If you are amused and entertained by the spectacle of other people's misfortune, then welcome!  Sit right down and have some Angostura, for we revisit that epic disaster "Batwoman" - no, it's not about a disaster, it is a disaster.  Conrad needs to find a better metaphor than "Combination dumpster-fire and trainwreck" to describe it, but that can serve for the meantime.  Art!

Buttwoman

     Earlier this week I posted how it had continued to lose viewers, dropping from 509,000 to 507,000, with the proviso that these are interim numbers that are revised later in the week.  So the CW channel that makes this stuff might have been popping champagne corks as figures finally bottom out, hooray, only two thousand viewers lost, that's very nearly almost as good as gai -

     Oops.

Borrowed from "TV series finale.com"

   Adjusted, they actually lost 16,000 viewers; and this is a show being broadcast for free on three different channels in South Canada.  During a pandemic.  When people have little else to do but watch television.  Once again, Conrad is positive this whole series is a tax-dodge.  It was renewed for a third season and one has to ask - who will be watching it**? <enjoys his popcorn>


THE APOCALYPSE IS COMING! WE'RE ALL GOING TO DIE!  RUN!  HIDE!  (Drink Tea)

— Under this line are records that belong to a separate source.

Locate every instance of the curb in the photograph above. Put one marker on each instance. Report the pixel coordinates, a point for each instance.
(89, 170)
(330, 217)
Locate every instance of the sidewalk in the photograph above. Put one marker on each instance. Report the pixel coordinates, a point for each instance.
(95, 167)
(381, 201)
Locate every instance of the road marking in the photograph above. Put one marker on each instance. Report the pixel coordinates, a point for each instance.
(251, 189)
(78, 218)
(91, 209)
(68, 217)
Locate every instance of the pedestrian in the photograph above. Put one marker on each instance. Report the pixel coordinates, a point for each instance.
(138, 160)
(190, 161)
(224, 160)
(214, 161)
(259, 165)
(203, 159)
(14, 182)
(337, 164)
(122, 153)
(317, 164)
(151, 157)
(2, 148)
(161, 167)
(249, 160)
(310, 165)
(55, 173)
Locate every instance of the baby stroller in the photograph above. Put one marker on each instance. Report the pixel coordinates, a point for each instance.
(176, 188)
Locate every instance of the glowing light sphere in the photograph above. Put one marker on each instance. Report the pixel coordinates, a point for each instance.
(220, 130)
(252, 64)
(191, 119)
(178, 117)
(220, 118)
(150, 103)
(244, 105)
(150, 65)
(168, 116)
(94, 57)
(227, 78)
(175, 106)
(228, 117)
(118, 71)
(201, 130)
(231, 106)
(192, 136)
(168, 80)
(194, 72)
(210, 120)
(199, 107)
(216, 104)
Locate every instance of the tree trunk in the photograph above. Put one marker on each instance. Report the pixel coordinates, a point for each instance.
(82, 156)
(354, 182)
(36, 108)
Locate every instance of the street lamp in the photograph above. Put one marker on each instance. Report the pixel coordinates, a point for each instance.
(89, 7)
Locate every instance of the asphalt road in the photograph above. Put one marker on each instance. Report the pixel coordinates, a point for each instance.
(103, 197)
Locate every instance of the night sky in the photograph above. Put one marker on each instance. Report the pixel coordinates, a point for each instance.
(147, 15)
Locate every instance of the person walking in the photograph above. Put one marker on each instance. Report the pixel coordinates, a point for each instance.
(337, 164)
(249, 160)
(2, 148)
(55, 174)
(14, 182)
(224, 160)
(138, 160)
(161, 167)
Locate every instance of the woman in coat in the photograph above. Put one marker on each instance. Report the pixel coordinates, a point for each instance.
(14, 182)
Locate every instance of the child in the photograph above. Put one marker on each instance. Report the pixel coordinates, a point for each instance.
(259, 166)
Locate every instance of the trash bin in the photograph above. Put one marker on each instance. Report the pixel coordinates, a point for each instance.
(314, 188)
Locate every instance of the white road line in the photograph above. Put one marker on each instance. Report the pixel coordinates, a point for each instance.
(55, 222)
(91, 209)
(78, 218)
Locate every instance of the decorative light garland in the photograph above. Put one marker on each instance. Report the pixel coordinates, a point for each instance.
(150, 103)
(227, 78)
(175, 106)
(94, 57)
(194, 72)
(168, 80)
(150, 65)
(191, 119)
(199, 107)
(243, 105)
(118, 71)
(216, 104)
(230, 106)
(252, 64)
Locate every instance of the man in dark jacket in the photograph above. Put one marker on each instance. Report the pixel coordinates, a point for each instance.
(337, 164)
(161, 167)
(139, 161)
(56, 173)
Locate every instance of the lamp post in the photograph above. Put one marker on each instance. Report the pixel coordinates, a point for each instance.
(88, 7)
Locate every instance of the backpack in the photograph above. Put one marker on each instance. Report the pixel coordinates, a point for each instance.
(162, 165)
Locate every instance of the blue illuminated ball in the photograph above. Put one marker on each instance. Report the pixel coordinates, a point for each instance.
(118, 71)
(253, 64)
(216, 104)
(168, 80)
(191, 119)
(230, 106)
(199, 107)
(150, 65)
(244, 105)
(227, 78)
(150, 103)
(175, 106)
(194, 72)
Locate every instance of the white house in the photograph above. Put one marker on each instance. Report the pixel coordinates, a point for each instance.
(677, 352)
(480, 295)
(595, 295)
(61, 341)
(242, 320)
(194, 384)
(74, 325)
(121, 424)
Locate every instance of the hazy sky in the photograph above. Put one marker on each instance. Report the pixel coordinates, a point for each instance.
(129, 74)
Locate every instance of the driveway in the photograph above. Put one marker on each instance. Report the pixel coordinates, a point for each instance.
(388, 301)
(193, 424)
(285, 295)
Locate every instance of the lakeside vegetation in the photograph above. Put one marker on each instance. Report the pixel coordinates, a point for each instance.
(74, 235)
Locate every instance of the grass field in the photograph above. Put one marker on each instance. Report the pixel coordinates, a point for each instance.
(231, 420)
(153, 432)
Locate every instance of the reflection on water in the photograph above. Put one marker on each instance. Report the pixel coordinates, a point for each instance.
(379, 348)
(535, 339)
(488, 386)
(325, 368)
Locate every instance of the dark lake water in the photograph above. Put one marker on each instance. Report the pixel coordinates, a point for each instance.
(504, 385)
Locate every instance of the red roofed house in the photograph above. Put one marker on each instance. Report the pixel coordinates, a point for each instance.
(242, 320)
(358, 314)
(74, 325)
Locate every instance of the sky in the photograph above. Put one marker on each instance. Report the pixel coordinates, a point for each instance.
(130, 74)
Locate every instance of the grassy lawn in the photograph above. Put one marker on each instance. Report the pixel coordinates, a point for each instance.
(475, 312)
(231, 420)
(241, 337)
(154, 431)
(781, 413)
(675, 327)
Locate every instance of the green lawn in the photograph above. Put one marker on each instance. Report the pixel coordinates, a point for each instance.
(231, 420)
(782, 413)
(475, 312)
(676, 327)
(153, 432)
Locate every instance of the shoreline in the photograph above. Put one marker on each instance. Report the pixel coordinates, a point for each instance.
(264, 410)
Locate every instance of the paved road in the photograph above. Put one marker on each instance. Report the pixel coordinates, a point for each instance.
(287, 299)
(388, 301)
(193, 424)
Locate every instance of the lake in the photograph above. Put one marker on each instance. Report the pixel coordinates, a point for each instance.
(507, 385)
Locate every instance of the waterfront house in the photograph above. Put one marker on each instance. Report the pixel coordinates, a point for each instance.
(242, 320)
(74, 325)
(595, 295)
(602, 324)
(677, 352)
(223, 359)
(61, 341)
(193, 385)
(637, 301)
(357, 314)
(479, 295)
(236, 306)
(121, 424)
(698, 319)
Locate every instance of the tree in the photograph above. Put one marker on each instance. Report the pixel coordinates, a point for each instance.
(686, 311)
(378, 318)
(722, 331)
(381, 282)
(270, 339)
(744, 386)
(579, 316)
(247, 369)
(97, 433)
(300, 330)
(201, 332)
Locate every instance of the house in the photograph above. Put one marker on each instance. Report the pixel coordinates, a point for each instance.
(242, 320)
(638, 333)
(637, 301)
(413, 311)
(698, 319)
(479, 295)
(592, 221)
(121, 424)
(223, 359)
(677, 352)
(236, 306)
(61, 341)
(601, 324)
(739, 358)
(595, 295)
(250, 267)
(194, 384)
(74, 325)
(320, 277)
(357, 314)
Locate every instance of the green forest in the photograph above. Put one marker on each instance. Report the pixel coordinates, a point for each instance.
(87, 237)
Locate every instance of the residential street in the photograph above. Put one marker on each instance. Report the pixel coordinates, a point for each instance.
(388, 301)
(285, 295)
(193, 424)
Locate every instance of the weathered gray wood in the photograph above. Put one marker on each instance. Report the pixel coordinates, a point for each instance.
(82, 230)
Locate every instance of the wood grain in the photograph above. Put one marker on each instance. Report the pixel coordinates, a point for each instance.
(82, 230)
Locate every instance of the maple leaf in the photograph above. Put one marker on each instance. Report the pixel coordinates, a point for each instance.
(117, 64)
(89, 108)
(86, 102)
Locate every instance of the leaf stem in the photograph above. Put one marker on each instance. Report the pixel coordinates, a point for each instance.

That last is Your Humble Scribe, of course.  I have been reading about the Near Earth Object 'Apophis' recently, because of some reason I cannot now remember, possibly connected with that television program "You, Me And The Apocalypse" or possibly not.  For those of you whom have never heard of it, Apophis is an asteroid that worried the yellow press a few years back, when they ran around shrieking this item's title.  Art!


     Apophis weighs in at about 60 million tons, and would do in any continent it hit, so people might have been worried about the risk of an impact in 2029 or 2036 or 2068.  Unless they were astronomers, because this sort of worry goes on all the time.  What happens is that a brief observation is made of an NEO, which indicates a probability that it might hit Earth at some point in the future, where trajectories intersect terminally  (hey! that sounds like a Mars Volta lyric!).

     

Calling Doctor Freud ...
     

     Typically what happens next is that lots of astronomers look for the errant heavenly missile, find it, track it, record lots of data and refine the orbit repeatedly, where we find it misses Planet Earth by 150 million miles <pauses to delicately sip his Darjeeling> and all the fuss and bother was completely futile.  Well, except that it sold papers.  We may come back to this topic, for it has legs.


Finally -

Just in case anyone out there is bothered, or interested, and even if they're not, Conrad is typing this up well before his bedtime for to be published on Friday.  Hence there may be a little confusion about dates and days and tenses.  I have also taken to posting it up on Facebook and Twitter at lunchtime, purely on a whim.  We'll see if this affects traffic in a positive or negative manner and judge accordingly.

Not that kind - O never mind.



*  Or Tribble.  Remember - Remote Nuclear Detonator.

** Not I.  There are brave reviewers out there who watch it so I don't have to.